▼書籍のご案内-後書き

[チャート付]実践針灸の入門ガイド

あとがき


 1995年,残暑厳しい北京の9月。当時,私は,中国・大連で1年間の中国語研修を終え,北京に移って来たばかりであった。北京中医薬大学で中医学を学ぶためである。
 北京中医薬大学の教室には,日本語,英語,韓国語,スペイン語などの様々な言語が飛び交っていた。私には,まだ国際針灸班の私と同じ立場の留学生はもちろん,北京に知人もなく,不安と期待,希望が交差するなかで,最初の講義となる「針灸学」の先生が教壇に到着されるのを待っていた。
 私は,2年目にしてようやく中医学の勉強を本格的にスタートできる嬉しさも感じていたが,正直なところは,専門用語の多い中医学の講義を中国語で受けて,講義についていけるのかと不安のほうが大きかった。
 ガチャッとドアが開き,教室に入ってこられた「針灸学」の先生が,本書の原著者・朱江先生だった。朱江先生は,簡単に自己紹介をされたあと,自分が以前日本に滞在されていたときの経験,日本語が話せることなども話され,日本人である私は非常に親近感を覚えたのを鮮明に記憶している。
 その後の北京留学期間中,朱江先生には,中医針灸について多くのことを教示していただいた。なかでも北京留学2年目からは,週に一度,個人的に特別講義を受けさせていただいた。ふだんは講義のない時間に,朱江先生の研究室で補講していただくものだったが,夏期休暇や冬期休暇には,先生のご自宅にまで押しかけ個人講義を続けていただいた。
 個人講義では,「弁証実践練習」という目的で,主訴・年齢・性別症状・病状経緯などが4~5行にまとめられた病案を渡された。私は,その場で患者に対しているつもりで,分析・診断し弁証を組み立て,導き出された弁証にもとづき治療法則を定め,治療法則にもとづき治療に用いる経穴を選択し,さらに経穴に対しどのような手技を行うかをレポート用紙にまとめていった。
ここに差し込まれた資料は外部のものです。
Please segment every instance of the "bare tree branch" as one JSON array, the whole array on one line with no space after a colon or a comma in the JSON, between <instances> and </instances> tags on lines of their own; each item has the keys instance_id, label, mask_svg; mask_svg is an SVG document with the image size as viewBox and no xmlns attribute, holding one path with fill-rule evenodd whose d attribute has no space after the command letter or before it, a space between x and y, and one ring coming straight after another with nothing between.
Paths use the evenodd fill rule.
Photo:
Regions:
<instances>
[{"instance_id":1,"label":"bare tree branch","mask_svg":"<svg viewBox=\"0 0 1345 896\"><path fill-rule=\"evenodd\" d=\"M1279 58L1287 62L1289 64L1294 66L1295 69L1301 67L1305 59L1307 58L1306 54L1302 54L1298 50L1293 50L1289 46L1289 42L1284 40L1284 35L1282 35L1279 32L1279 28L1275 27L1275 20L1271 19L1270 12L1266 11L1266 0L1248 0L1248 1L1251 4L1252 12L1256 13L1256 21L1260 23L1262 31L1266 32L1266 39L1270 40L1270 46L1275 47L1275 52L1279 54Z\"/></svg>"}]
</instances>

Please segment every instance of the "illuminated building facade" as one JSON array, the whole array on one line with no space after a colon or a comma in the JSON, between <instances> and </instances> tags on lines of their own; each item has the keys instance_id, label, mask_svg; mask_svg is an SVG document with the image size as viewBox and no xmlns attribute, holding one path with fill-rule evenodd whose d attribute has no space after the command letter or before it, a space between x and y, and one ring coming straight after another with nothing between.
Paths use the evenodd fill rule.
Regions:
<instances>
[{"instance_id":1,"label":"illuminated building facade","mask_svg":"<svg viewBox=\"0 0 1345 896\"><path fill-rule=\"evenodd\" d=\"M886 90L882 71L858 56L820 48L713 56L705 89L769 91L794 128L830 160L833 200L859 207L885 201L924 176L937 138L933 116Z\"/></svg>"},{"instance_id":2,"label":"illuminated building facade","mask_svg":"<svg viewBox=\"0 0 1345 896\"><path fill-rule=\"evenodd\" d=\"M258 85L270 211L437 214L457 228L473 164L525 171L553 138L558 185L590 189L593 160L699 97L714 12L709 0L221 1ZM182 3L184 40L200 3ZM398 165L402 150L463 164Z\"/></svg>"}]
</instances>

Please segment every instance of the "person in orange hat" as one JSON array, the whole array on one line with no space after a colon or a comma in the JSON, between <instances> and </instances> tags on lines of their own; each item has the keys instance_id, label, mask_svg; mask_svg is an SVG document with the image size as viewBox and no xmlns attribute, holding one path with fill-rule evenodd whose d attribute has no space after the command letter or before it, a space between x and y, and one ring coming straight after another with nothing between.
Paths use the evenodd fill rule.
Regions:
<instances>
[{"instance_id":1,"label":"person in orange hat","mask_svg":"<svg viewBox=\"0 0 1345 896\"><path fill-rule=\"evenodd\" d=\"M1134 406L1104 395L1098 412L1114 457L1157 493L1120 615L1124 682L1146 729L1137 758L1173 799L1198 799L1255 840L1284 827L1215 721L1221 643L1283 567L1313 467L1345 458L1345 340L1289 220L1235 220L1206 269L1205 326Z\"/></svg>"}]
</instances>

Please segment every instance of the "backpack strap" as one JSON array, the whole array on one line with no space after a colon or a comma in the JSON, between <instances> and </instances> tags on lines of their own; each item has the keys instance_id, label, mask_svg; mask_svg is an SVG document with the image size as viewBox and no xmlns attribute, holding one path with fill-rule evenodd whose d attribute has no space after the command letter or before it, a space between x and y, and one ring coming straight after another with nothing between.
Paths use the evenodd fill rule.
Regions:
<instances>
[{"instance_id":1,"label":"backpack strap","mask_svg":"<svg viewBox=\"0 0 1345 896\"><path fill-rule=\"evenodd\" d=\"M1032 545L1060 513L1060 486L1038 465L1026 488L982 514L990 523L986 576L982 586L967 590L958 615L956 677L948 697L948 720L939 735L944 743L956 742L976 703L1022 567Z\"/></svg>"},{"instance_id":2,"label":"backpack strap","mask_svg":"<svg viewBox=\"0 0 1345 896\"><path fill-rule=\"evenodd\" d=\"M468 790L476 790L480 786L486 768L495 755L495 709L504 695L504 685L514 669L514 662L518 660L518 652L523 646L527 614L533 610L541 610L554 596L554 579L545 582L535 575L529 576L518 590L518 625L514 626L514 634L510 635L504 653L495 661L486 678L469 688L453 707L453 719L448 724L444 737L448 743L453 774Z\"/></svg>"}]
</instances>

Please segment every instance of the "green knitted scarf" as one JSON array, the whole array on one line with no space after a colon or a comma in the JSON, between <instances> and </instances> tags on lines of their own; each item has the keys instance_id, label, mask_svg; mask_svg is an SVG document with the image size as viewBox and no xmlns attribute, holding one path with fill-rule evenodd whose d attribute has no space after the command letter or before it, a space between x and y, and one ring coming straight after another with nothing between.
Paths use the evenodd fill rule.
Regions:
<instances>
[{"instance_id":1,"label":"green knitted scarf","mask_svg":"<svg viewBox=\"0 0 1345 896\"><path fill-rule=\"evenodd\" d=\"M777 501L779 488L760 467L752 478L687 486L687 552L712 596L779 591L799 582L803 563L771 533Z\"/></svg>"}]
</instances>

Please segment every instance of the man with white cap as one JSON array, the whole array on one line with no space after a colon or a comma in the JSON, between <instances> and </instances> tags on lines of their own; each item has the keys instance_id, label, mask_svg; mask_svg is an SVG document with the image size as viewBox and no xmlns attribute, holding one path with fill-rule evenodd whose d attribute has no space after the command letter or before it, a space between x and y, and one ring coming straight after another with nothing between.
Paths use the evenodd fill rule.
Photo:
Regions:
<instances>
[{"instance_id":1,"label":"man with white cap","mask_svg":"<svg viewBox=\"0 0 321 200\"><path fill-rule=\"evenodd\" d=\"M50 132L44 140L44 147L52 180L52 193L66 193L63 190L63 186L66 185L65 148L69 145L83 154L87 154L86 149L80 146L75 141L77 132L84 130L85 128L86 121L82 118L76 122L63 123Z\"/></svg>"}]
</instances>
ここで一番難しかったのは,すべての症状を1つひとつ中医学的な角度から病因病機を考え,図で表し説明することだった。私なりの弁証,治療法則,選択した経穴や病因病機図を記した答案を作成し,朱江先生が赤ペンで訂正しながら,解説してくださる形式の個人講義であった。この講義は,1年近く続き,当初はほとんど書けなかった病因病機図も徐々に正確に書けるようになり,それに比例して私の弁証する力,正確性がともに向上していった。ここで学んだ図解による繊細な弁証方法は,今日,私の臨床の礎になっている。
 本書の原著『実用針灸医案表解』は,2000年9月に中国で中医古籍出版社から出版されたものだ。じつは,私の「弁証実践練習」講義の際に使われていた教材資料が,当時,朱江先生が執筆中であった『実用針灸医案表解』の原稿であったという経緯もあり,私個人としてもたいへん思い入れのある本である。東洋医学全般,特に針灸に携わる者にとって,中医針灸の基本的な弁証論治法がシステマティックに図解された本書は,日々の臨床上での弁証論治の実践に非常に参考になり,とても心強い。
 20世紀なかばまでの中国では,現在の日本のように,針灸や漢方薬を使う医師にも多くの派閥や流派のようなものがあった。しかし中医学が大学教育に組み込まれるにあたり,多くの中医師が専門用語などの統一に努め,中薬の名称,経穴の名称と位置,弁証論治,治療法則など中医学全体の基礎が統一され,中医学を体系的に学ぶシステムが作られたのだという。日本でも同じように,針灸学の基礎や基本の部分はしっかり統一し,横のつながりが生まれるようになることを私は願う。
 
 「病因病機の解説」図のなかの中医学用語については,細かく文章化してしまうと,図解のもつシンプルなわかり易さを損なう恐れがあるので,あえて翻訳していない。しかし,わからない中医学用語に対して1つひとつ読者が中医学辞典で調べていると膨大な時間を費やしてしまう。そこで,原著にない「図の説明」の項目を設け私なりの図解の解釈を執筆し,さらに本書に出てくる内容に限った中医用語辞典として活用していただけるよう,巻末に「訳者注釈」をつけた。

 最後に本書の翻訳にあたり,お世話になった山本勝司会長をはじめ,編集部の方々,快く私に翻訳させてくださった朱江先生に感謝します。